- I-2 road highlighted in orange

Route information
- Length: 203 km (126 mi)

Major junctions
- From: Danube Bridge ;
- To: Varna

Location
- Country: Bulgaria
- Major cities: Ruse, Razgrad, Shumen

Highway system
- Highways in Bulgaria;

= I-2 road (Bulgaria) =

Road in Bulgaria

Republican road I-2 (Републикански път I-2) is a major first class road in northeastern Bulgaria. It runs between the cities of Ruse, at border with Romania, and Varna, at the Black Sea coast. It is 203 km long. In half of its length, between Shumen and Varna, it runs parallel to the Hemus motorway (A2). It is part of the European route E70. The road passes through the provinces of Ruse, Razgrad, Shumen and Varna.

== Description ==
The infrastructure begins from Danube Bridge, at the Danube border with Romania, forming a junction at its Km 1.5 with the second class II-21 road. It then bypasses Ruse, the fifth largest city in Bulgaria, and runs southeast through the Danubian Plain. A junction at Km 12.5 forms the beginning of the second class II-23 road. The I-2 then crosses the river Beli Lom and Rusenski Lom Nature Park before reaching the small town of Tsar Kaloyan. It bypasses the town of Razgrad, where it intersects with the second class II-49 road, and continues to Shumen, the 10th largest city in Bulgaria.

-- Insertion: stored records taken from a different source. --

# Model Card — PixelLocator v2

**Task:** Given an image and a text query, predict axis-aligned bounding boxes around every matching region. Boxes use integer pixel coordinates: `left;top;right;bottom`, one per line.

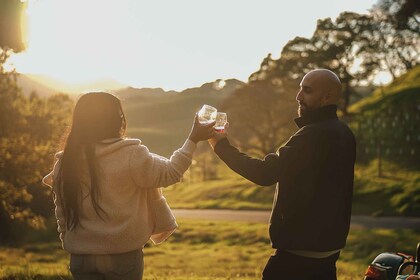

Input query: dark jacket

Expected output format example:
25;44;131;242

215;105;356;252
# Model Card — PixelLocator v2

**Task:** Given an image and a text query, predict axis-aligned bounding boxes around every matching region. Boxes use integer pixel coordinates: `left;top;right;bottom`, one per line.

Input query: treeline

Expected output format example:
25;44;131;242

224;0;420;158
0;49;73;245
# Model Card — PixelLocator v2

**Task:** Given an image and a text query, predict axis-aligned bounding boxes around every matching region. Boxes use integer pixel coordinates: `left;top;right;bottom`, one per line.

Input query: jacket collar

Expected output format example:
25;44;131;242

295;105;338;128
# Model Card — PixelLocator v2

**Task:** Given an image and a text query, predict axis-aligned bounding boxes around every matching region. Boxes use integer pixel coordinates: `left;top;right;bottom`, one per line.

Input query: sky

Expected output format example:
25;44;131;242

10;0;377;90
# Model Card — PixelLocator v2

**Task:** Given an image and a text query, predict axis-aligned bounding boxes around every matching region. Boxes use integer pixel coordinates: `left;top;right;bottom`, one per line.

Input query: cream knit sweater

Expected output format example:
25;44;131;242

43;139;196;254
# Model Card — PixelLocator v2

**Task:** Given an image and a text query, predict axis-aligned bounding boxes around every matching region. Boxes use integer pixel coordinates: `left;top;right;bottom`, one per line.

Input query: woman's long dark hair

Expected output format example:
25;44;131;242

56;92;126;230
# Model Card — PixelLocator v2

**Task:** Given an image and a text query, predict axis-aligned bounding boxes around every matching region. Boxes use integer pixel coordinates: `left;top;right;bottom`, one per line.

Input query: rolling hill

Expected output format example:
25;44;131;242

114;79;244;156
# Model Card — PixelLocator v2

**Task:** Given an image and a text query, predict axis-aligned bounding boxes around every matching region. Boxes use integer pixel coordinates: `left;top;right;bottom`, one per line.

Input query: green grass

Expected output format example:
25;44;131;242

164;173;275;210
0;219;420;280
348;66;420;113
164;160;420;216
353;160;420;216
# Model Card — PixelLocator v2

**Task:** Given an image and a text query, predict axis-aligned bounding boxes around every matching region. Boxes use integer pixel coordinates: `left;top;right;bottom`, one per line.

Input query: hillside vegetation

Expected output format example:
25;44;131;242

0;219;420;280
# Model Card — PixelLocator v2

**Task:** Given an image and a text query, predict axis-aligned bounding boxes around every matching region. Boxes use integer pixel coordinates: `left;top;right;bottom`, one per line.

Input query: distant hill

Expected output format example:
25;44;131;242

18;73;127;96
349;65;420;168
17;74;60;96
348;65;420;113
114;79;244;156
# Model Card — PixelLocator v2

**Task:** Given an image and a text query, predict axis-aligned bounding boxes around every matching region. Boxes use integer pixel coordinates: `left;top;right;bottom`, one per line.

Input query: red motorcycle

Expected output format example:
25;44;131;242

364;243;420;280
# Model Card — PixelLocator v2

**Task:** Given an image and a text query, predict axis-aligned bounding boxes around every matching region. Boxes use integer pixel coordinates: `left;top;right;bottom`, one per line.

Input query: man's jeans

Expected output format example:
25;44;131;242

262;250;340;280
70;249;144;280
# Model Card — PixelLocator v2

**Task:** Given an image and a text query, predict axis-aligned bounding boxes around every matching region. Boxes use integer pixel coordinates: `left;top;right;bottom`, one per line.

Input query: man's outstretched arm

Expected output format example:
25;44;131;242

210;137;279;186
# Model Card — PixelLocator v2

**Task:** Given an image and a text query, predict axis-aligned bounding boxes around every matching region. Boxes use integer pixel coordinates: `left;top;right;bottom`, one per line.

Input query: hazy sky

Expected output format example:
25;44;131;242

11;0;376;90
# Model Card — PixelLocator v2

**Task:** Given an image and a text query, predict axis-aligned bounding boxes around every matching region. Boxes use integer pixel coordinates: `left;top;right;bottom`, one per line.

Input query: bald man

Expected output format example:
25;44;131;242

209;69;356;280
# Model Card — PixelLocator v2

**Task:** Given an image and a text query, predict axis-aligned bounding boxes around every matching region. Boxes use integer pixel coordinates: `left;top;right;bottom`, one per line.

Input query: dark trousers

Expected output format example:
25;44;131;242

262;250;340;280
70;249;143;280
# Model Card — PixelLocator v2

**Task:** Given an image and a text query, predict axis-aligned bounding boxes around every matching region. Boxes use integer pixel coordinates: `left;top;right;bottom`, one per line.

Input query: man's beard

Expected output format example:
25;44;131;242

298;103;316;117
298;103;308;117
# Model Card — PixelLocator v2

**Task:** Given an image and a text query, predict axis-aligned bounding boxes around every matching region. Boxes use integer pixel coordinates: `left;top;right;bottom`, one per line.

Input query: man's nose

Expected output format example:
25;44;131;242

296;90;302;101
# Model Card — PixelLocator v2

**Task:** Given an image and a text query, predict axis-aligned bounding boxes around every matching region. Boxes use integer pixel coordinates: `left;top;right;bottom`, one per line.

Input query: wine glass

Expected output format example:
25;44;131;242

198;104;217;124
214;112;227;132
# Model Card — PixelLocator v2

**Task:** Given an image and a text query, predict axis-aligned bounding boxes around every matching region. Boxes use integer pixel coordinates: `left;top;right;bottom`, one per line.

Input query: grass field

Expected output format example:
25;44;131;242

0;219;420;280
164;158;420;216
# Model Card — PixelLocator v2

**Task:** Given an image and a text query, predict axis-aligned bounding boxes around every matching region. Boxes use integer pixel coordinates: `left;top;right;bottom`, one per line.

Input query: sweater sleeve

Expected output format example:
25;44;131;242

129;140;196;188
214;138;279;186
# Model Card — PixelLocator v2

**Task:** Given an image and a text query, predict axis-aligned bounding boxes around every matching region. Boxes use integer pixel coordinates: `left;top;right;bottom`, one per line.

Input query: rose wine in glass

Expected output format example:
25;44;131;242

198;104;217;124
214;112;227;132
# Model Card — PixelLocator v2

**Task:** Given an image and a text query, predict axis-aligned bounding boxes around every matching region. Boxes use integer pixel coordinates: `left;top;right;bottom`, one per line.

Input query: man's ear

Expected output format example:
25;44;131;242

322;92;331;104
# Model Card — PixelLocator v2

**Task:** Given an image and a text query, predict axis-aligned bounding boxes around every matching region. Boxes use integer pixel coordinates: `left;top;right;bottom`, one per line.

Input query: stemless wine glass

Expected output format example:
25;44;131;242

198;104;217;124
214;112;227;132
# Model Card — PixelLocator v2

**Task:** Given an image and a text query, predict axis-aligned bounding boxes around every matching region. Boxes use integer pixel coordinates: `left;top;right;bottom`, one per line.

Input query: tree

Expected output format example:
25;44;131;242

222;81;297;156
0;0;72;244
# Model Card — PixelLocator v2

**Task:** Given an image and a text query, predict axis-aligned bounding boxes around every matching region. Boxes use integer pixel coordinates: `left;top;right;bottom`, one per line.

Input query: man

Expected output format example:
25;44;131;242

209;69;356;280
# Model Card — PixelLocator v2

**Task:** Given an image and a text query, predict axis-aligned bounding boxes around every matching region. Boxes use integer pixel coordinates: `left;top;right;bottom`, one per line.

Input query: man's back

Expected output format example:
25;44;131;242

270;110;355;252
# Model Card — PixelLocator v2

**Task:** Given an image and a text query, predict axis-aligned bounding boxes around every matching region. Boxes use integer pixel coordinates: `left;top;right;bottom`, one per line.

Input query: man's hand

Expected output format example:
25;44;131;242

209;122;229;150
188;113;215;144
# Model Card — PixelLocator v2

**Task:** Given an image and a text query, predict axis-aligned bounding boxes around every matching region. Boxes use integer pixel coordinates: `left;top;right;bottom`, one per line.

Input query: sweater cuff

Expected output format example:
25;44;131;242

181;139;197;155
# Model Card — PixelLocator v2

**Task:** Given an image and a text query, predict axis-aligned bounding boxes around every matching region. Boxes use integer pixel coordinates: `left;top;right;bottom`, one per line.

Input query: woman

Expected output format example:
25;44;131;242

43;92;214;280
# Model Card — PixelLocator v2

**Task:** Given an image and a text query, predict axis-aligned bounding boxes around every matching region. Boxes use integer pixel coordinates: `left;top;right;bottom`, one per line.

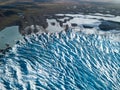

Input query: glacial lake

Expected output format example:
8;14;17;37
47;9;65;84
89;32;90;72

0;26;23;49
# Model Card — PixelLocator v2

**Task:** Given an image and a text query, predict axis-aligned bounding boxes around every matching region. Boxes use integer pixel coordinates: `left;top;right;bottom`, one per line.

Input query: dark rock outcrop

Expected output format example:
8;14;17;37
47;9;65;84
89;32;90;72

99;21;120;31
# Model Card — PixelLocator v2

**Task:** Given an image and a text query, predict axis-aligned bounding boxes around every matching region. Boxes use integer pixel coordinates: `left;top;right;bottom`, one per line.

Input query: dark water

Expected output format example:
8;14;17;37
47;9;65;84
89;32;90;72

0;31;120;90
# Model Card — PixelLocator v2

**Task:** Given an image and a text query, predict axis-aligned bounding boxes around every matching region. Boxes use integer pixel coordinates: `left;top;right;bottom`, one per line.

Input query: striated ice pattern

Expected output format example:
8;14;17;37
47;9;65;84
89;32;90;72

0;30;120;90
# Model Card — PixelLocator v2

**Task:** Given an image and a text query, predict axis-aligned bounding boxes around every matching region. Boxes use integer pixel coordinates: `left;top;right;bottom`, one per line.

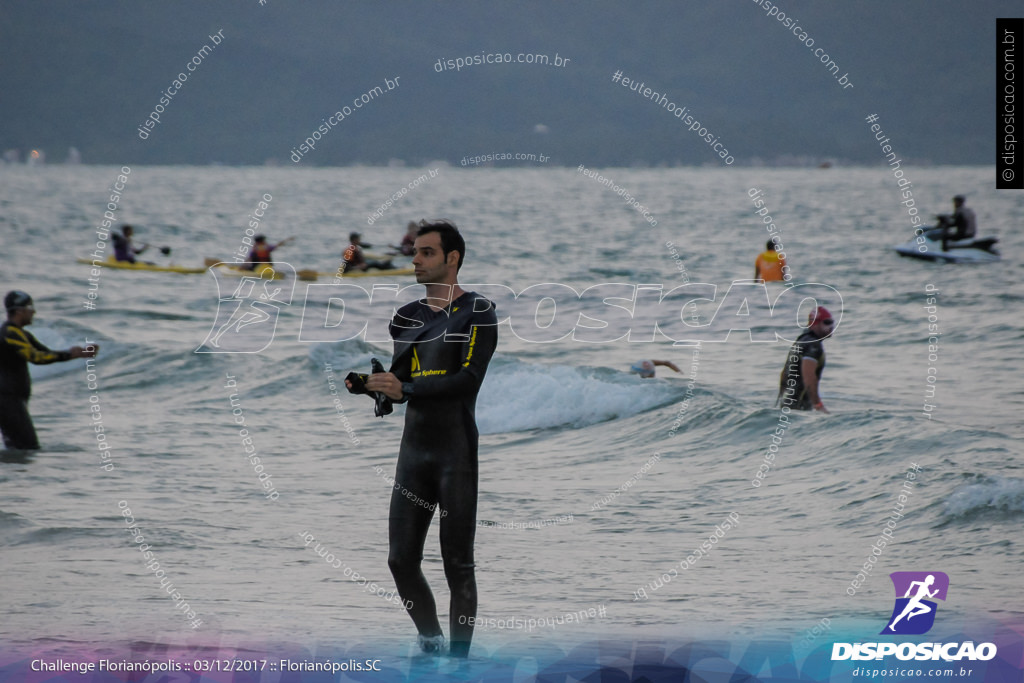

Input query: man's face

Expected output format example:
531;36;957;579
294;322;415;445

413;232;459;285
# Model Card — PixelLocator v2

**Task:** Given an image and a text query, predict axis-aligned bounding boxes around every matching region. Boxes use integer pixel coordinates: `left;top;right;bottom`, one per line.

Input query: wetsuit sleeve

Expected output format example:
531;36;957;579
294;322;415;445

4;325;71;366
401;309;498;400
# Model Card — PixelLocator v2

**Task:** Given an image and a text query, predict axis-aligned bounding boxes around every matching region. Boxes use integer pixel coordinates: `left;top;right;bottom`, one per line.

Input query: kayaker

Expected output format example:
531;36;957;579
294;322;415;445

754;240;787;283
111;225;150;263
247;234;295;270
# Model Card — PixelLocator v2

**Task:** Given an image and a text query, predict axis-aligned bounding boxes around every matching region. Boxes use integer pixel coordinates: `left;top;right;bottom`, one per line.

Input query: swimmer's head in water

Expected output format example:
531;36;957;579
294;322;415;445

807;306;836;337
630;360;654;379
3;290;33;310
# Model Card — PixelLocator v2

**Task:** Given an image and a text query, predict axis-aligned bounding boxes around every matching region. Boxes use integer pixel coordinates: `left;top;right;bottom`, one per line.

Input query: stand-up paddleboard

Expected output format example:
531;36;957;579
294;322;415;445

893;232;1001;263
75;256;206;273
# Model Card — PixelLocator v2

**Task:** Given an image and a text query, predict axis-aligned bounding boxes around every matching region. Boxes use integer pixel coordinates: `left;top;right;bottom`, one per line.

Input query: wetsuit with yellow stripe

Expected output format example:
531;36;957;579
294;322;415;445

388;292;498;656
0;322;71;450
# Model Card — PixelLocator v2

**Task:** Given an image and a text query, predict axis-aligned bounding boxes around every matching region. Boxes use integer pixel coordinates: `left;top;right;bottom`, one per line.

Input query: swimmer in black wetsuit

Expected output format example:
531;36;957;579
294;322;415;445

346;221;498;657
775;306;835;413
0;290;98;451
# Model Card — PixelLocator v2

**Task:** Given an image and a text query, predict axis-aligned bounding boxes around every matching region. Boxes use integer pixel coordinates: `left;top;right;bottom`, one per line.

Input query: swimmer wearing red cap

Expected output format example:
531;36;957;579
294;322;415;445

775;306;836;413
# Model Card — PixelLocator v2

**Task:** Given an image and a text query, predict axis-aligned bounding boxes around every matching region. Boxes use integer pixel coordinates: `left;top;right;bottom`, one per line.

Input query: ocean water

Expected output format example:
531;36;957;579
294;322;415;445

0;165;1024;680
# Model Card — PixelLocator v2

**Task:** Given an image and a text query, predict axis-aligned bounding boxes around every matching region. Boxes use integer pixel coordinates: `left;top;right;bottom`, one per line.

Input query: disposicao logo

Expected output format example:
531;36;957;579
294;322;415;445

880;571;949;636
831;571;996;661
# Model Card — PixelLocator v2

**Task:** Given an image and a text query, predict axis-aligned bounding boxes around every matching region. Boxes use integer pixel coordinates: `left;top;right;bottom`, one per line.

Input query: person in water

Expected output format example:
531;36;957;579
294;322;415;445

754;240;787;283
630;360;682;379
0;290;98;451
345;221;498;657
341;232;392;271
398;220;420;256
938;195;978;251
246;234;295;270
111;225;150;263
775;306;835;413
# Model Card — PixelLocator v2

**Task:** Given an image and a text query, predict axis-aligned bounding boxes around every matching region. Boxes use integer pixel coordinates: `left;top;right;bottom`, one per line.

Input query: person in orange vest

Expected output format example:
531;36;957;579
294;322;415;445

248;234;295;270
754;240;788;282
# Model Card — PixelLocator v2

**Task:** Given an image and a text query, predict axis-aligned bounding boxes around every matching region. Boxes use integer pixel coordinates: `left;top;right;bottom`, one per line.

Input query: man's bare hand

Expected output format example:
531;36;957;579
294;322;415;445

367;373;401;400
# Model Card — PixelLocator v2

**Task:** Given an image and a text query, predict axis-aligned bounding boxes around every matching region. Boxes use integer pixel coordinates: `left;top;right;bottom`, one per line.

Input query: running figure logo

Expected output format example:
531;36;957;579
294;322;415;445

196;263;295;353
882;571;949;636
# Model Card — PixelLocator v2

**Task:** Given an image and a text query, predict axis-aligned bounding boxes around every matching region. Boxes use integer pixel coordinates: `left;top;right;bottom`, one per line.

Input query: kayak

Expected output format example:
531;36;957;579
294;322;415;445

209;263;416;282
316;267;416;279
75;256;206;273
893;232;1001;263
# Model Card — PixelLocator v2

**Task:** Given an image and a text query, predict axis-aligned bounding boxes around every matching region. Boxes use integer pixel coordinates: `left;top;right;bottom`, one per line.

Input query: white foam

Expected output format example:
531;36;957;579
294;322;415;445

476;360;679;434
946;477;1024;517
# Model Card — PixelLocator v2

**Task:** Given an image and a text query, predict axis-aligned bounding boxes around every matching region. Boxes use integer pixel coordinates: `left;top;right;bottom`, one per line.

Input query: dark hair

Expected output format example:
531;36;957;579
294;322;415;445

416;220;466;272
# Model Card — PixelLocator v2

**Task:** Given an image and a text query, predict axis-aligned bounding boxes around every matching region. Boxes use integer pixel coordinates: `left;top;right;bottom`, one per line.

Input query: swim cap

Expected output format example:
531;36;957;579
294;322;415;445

3;290;32;310
807;306;831;327
630;360;654;378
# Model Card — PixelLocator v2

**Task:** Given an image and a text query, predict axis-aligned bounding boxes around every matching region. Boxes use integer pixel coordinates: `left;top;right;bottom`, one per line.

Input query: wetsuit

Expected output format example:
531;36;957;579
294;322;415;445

775;331;825;411
388;292;498;656
0;322;71;450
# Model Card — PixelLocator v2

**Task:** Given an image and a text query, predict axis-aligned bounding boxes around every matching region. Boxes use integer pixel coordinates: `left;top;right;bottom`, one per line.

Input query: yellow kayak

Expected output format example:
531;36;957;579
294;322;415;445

75;256;206;273
208;259;416;282
316;267;416;278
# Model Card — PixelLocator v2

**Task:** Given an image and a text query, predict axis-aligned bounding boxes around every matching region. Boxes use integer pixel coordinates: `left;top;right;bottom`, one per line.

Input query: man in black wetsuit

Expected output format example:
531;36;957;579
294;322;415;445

930;195;978;251
775;306;835;413
346;221;498;657
0;290;97;451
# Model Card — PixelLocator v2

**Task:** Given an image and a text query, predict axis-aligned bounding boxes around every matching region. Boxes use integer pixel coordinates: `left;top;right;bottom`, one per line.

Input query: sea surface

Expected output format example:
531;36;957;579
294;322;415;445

0;164;1024;671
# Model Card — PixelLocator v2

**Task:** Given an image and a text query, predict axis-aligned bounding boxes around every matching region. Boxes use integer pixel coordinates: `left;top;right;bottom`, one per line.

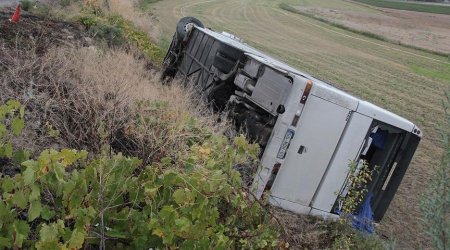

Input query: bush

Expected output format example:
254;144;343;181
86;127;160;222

20;0;36;11
0;100;277;249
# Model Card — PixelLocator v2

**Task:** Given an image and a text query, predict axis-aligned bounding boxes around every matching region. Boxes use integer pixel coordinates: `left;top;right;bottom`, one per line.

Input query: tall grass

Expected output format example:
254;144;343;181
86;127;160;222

353;0;450;15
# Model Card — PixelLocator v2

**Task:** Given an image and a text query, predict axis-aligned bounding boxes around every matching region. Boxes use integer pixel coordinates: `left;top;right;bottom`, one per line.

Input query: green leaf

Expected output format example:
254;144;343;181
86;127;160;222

12;191;27;209
2;176;14;193
22;165;35;185
0;122;8;138
11;117;25;136
41;205;56;221
13;220;30;248
39;220;64;242
175;217;192;232
28;200;42;221
3;142;13;158
172;189;187;205
68;229;85;249
0;236;12;249
13;150;30;164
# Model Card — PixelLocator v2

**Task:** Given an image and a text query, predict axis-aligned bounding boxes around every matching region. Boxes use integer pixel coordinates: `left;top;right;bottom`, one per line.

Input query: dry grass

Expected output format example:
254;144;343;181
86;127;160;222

0;42;226;163
108;0;161;41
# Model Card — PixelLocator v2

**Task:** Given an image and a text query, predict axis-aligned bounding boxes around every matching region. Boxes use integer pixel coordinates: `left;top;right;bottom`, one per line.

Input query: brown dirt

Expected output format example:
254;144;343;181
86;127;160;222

296;7;450;53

At the Belokopitovo interchange northwest of Shumen, road I-2 links with the Hemus motorway (A2). The connection was officially inaugurated in August 2015. At Shumen, it intersects with the first class I-7 road and turs in westwards, running in parallel to the Hemus motorway for the rest of its route. The road passes through the towns of Kaspichan and Devnya, continues north of Lake Beloslav and Lake Varna, runs just south of Varna Airport, and reaches the city of Varna, where it connects with the first class I-9 road.